Working in the world of youth sports for nearly a decade has taught me many things. One of the most important observations I have made is that parents today think it is their job to protect their children from failure. I have heard the term "Helicopter Parent" referring to someone that hovers over their child saving them from any situation that could result in failure, but I believe the term "Lawnmower Parent" is more fitting. I envision a helicopter staying a safe distance away, but always watching for the opportunity to swoop in if something happens. However, a “lawnmower” sits directly above, with arms out, ready to catch their child should they stumble at all.
While many parents believe this is the answer for how to help their child achieve success, they often do not realize that they are actually hindering their child from developing the skills needed to succeed.

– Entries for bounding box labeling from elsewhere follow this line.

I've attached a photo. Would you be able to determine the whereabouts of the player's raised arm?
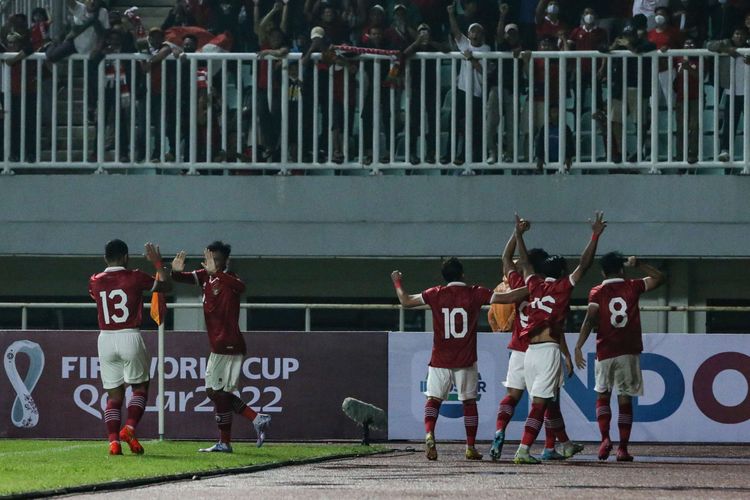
[144,242,172,292]
[513,214,534,279]
[490,286,529,304]
[625,255,666,292]
[575,304,599,369]
[570,211,607,284]
[391,271,424,307]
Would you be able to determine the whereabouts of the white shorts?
[503,349,526,391]
[97,329,149,389]
[594,354,643,396]
[523,342,564,399]
[425,363,479,401]
[206,352,243,392]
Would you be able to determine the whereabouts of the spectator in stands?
[161,0,198,31]
[674,38,701,166]
[447,3,490,163]
[535,0,568,42]
[404,23,450,164]
[708,26,750,161]
[254,0,289,161]
[648,7,682,108]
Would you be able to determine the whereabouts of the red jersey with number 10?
[89,267,156,330]
[589,278,646,361]
[422,282,493,368]
[521,274,575,340]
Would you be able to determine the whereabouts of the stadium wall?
[0,175,750,257]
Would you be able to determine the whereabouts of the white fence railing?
[0,49,750,174]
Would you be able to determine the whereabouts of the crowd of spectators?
[0,0,750,168]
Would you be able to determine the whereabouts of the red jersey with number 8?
[589,278,646,361]
[422,282,493,368]
[89,267,156,330]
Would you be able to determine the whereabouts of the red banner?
[0,331,388,440]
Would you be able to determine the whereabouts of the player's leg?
[594,359,614,460]
[97,332,125,455]
[454,363,482,460]
[424,366,453,460]
[118,331,149,455]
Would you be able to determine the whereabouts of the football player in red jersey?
[89,240,172,455]
[172,241,271,453]
[391,257,528,460]
[575,252,664,462]
[513,212,607,464]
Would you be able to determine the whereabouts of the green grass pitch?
[0,439,382,495]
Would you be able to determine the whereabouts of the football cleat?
[466,446,482,460]
[513,448,541,464]
[490,430,505,462]
[541,448,565,461]
[120,425,143,455]
[424,432,437,460]
[617,448,633,462]
[599,438,612,460]
[253,413,271,448]
[558,442,583,459]
[109,441,122,455]
[198,441,232,453]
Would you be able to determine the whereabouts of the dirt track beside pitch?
[78,443,750,500]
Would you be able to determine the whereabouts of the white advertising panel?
[388,332,750,443]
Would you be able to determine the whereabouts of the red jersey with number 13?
[89,267,156,330]
[589,278,646,361]
[422,282,493,368]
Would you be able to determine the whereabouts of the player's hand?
[589,210,607,235]
[201,248,217,276]
[565,354,573,378]
[575,347,586,370]
[143,241,161,265]
[172,250,187,273]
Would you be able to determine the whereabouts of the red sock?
[495,395,518,431]
[545,403,570,448]
[125,391,147,429]
[104,399,122,443]
[596,399,612,441]
[230,394,258,420]
[213,391,232,444]
[521,403,545,446]
[424,398,440,434]
[617,403,633,450]
[464,401,479,447]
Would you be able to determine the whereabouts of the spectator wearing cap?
[404,23,450,164]
[447,3,490,162]
[536,0,568,43]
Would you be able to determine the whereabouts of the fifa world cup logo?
[4,340,44,428]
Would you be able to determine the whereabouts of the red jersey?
[422,282,493,368]
[589,278,646,361]
[172,269,246,354]
[508,271,529,352]
[520,274,575,339]
[89,267,156,330]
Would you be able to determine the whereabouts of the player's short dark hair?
[441,257,464,283]
[528,248,549,273]
[207,240,232,259]
[104,239,128,262]
[599,252,628,276]
[542,255,568,280]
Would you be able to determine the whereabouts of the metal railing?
[0,49,750,174]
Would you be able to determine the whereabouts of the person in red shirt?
[391,257,527,460]
[575,252,665,462]
[89,240,172,455]
[172,241,271,453]
[513,212,607,464]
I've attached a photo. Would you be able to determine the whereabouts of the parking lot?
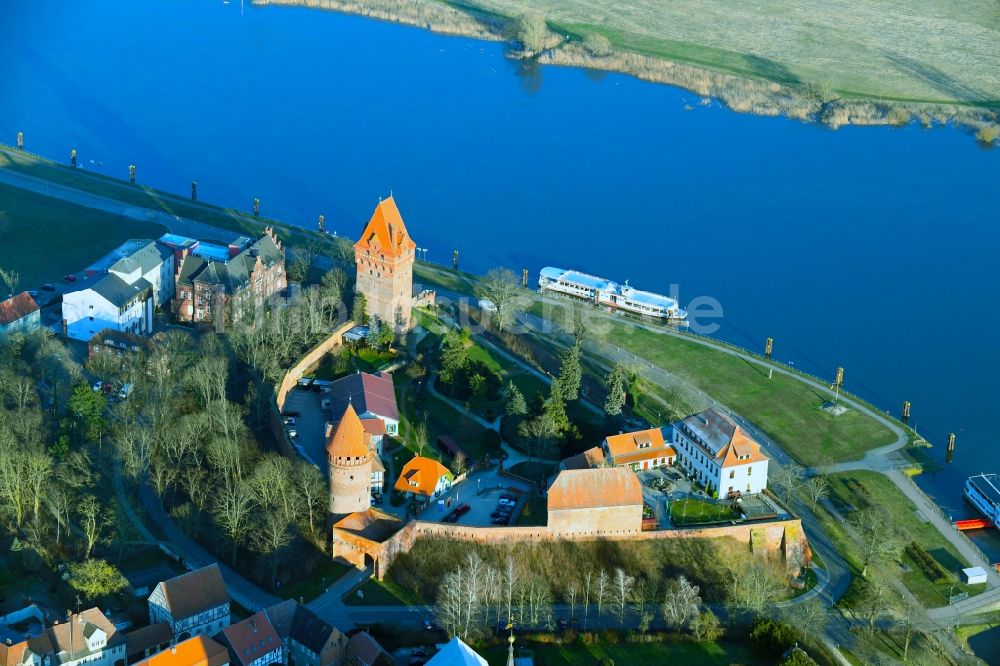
[418,469,528,527]
[282,388,329,475]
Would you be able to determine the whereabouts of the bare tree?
[251,504,292,589]
[76,495,114,559]
[212,483,253,565]
[596,569,611,618]
[0,268,21,297]
[663,575,701,632]
[725,557,784,615]
[802,476,830,511]
[615,567,635,622]
[847,507,902,577]
[475,268,524,333]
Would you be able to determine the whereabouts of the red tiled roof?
[354,196,417,256]
[548,467,642,511]
[136,636,229,666]
[326,404,369,458]
[0,291,38,326]
[394,456,451,497]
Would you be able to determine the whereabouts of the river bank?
[252,0,1000,139]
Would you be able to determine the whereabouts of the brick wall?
[331,510,805,580]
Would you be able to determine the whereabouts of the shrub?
[583,32,611,58]
[976,125,1000,146]
[750,617,802,659]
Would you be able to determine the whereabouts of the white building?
[62,239,174,340]
[0,608,126,666]
[62,273,155,341]
[149,564,229,641]
[674,409,768,497]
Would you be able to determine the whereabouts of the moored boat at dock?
[964,474,1000,525]
[538,266,687,322]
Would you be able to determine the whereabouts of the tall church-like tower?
[326,404,372,516]
[354,196,417,331]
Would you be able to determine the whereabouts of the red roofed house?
[0,291,42,338]
[354,196,417,331]
[394,456,455,503]
[601,428,677,472]
[674,408,768,496]
[326,372,399,446]
[149,564,229,641]
[548,467,642,536]
[217,611,285,666]
[131,636,229,666]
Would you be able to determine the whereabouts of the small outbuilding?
[962,567,986,585]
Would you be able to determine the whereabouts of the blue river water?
[0,0,1000,547]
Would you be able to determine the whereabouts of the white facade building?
[62,273,154,341]
[62,239,174,340]
[674,409,768,497]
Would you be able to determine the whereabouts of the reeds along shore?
[253,0,1000,143]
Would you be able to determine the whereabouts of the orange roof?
[715,426,767,467]
[604,428,669,458]
[326,403,368,458]
[132,636,229,666]
[395,456,451,497]
[0,291,38,326]
[562,446,604,469]
[548,467,642,511]
[354,196,417,256]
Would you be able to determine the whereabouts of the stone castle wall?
[331,518,807,580]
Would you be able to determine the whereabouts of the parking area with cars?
[418,469,529,527]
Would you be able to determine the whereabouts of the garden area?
[670,498,740,527]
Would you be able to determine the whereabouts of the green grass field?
[824,471,985,608]
[0,182,166,288]
[460,0,1000,104]
[483,642,767,666]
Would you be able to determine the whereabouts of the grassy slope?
[0,185,166,290]
[483,642,766,666]
[451,0,1000,103]
[827,472,985,608]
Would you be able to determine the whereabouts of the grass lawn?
[509,461,556,484]
[465,0,1000,103]
[344,578,424,606]
[514,496,548,527]
[281,559,351,603]
[670,498,740,525]
[483,641,766,666]
[824,472,985,608]
[0,182,166,288]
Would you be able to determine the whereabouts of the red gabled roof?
[0,291,38,326]
[354,196,417,257]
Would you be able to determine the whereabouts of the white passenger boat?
[538,266,687,321]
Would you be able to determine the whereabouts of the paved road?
[139,484,281,611]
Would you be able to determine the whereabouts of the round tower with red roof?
[326,404,372,516]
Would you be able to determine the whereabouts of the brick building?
[354,196,417,330]
[548,467,642,536]
[160,227,288,326]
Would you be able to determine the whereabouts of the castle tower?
[326,404,372,516]
[354,196,417,331]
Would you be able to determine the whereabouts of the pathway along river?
[0,0,1000,555]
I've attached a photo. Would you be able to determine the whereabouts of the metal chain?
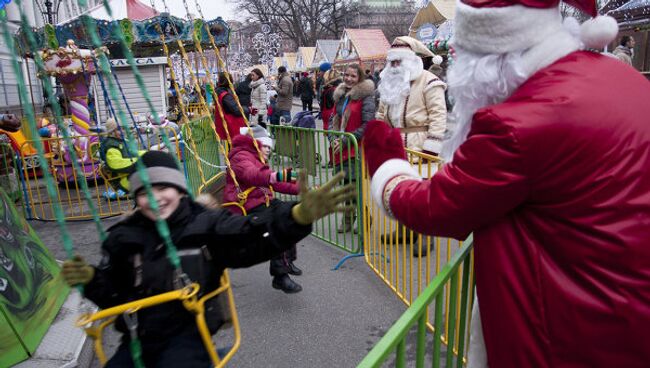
[186,0,266,165]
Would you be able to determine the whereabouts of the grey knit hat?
[129,151,187,194]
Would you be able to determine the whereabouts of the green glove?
[291,171,357,225]
[61,256,95,286]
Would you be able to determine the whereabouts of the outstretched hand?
[61,256,95,286]
[291,171,357,225]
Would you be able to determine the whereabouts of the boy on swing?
[223,125,302,294]
[62,151,355,368]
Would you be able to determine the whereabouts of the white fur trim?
[386,47,424,81]
[521,26,580,76]
[386,47,418,62]
[580,16,618,49]
[370,158,422,216]
[451,1,562,54]
[422,139,442,154]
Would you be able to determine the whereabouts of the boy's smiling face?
[135,185,183,221]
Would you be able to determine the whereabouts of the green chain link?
[98,1,194,198]
[77,0,181,270]
[11,0,107,242]
[0,11,74,258]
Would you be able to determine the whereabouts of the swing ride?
[3,0,280,367]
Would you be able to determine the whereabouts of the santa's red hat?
[452,0,618,54]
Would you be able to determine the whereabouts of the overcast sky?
[151,0,236,20]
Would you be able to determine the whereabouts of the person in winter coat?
[364,0,650,368]
[223,126,302,293]
[250,68,268,127]
[300,73,314,111]
[0,114,20,133]
[99,118,146,196]
[214,72,252,139]
[271,66,293,125]
[62,151,354,368]
[377,36,447,156]
[319,69,343,168]
[235,74,252,106]
[329,64,376,233]
[612,36,636,66]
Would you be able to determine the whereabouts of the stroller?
[273,111,321,175]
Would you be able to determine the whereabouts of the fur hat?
[451,0,618,54]
[129,151,187,194]
[239,125,274,149]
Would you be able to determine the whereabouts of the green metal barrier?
[181,116,225,193]
[357,235,474,368]
[269,125,363,254]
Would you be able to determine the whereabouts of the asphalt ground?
[31,214,405,367]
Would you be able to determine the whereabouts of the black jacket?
[217,87,250,116]
[300,77,314,100]
[235,78,253,106]
[84,199,311,349]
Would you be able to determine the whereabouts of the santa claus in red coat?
[364,0,650,368]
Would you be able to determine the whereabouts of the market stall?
[334,28,390,72]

"FAILURE IS SO IMPORTANT. WE SPEAK ABOUT SUCCESS ALL THE TIME. IT IS THE ABILITY TO RESIST FAILURE OR USE FAILURE THAT OFTEN LEADS TO GREATER SUCCESS. I'VE MET PEOPLE WHO DON'T WANT TO TRY FOR FEAR OF FAILING." -JK Rowling
When you apply this theory to sports, it becomes a glaring example of why the United States has not been able to consistently develop world class talent.
The example that most readily comes to mind is when a player is trying out for a team and gets placed on the second team instead of the first team. The parent then decides that the coaches don't know what they are talking about and they take their child to another club, trying out yet again to see if their player can make the first team. This process is repeated season after season, year after year, just so the parent can tell their friends that their child plays on the first team.
The lesson being missed here is that it is perfectly fine for a player to be placed on the second team. By being on the second team you are constantly practicing with players that are of equal or better quality, pushing the player to develop at a rate that is going to be most beneficial to their environment and skill level. They learn that in order to get to the first team they must work extra hard and be extremely dedicated in order to improve their skills at a rate greater than their peers. This lesson will be repeated many times over in their life in settings other than sports.
Another example is when a player is wondering why they aren't getting as much game time as they would like. A common scenario is when the parent then goes to the coach asking why little Johnny isn't getting as much playing time as Jimmy. The coach gives an explanation that no matter what the parent isn't going to like, and the parent then reacts by rallying other parents on why the coach is terrible, ultimately getting rid of the coach.
The lesson to be taught here is to make the player responsible for his or her performances and have them approach the coach to ask why they aren't getting as much playing time or developing as fast as they would like. This teaches the player to speak to their superior and learn how to deal with direction and constructive criticism while keeping a level head. The parent should encourage the player to continue following up with the coach as he or she puts in the hard work.
The real moral here is that players need to be able to enjoy their successes and learn from their failures as youth athletes. Protecting players from failure does nothing to teach them about perseverance. Ultimately, their resilience is what is going to make them successful, be it in sports or beyond the game.